A recent HuffPo piece by Mark Sandlin is pretty interesting. I agree with him on most of the "10 Things Church Can Learn From Geeks." It might make the title slightly more accurate to replace "can" with "should." Though it is technically true that Christianity* can learn any or even all of these 10 things but the odds are against it. Most of his points relate, to some degree, to tolerance, change, and self-evaluation/criticism. Very few churches have proven to be particularly good at any of these. Even the more liberal versions of Christianity tend to fail. They may pay lip-service to such ideals as tolerance but in the end they tend to resist putting them into action. This is not limited to Christianity. Religion as an institution tends toward both authoritarianism and divisiveness. It is exceedingly rare that a church, synagogue, temple, etc. gives the average believer a say in either leadership or doctrine. When changes do occur it tends to be very slowly and with great reluctance. They also tend to think that their way is the best way, if not the only true one.
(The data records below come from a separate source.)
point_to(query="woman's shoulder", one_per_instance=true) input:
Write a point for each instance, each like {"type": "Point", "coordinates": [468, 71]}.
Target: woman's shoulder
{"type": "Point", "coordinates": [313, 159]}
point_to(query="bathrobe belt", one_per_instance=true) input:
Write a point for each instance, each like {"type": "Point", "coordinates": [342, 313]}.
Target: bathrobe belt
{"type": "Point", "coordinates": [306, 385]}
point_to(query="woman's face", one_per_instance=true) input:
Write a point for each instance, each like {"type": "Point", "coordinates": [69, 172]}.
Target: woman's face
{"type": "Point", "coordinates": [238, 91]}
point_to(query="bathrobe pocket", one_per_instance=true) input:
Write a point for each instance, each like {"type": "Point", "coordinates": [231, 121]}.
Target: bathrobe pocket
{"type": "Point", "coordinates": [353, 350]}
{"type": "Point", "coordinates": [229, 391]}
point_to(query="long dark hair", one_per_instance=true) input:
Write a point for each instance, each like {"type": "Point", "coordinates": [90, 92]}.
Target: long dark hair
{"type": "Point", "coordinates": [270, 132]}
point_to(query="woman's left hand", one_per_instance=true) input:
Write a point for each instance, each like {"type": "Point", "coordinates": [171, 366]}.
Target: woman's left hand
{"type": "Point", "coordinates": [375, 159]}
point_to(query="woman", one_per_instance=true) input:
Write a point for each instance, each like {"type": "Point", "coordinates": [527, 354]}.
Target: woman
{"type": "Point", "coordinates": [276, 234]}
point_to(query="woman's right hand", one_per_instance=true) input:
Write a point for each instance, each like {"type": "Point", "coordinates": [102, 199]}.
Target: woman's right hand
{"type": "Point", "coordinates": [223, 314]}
It would be nice if religion as a whole could adopt even half of these. I might actually reconsider showing some respect for the institution. I'd also love to ride a Pegasus but that's not going to happen, either.
*He does not expressly limit this to Christianity but does imply that is the religion he is aiming this piece at. He is himself Christian and he makes references to Jesus. Church is also generally a Christian term.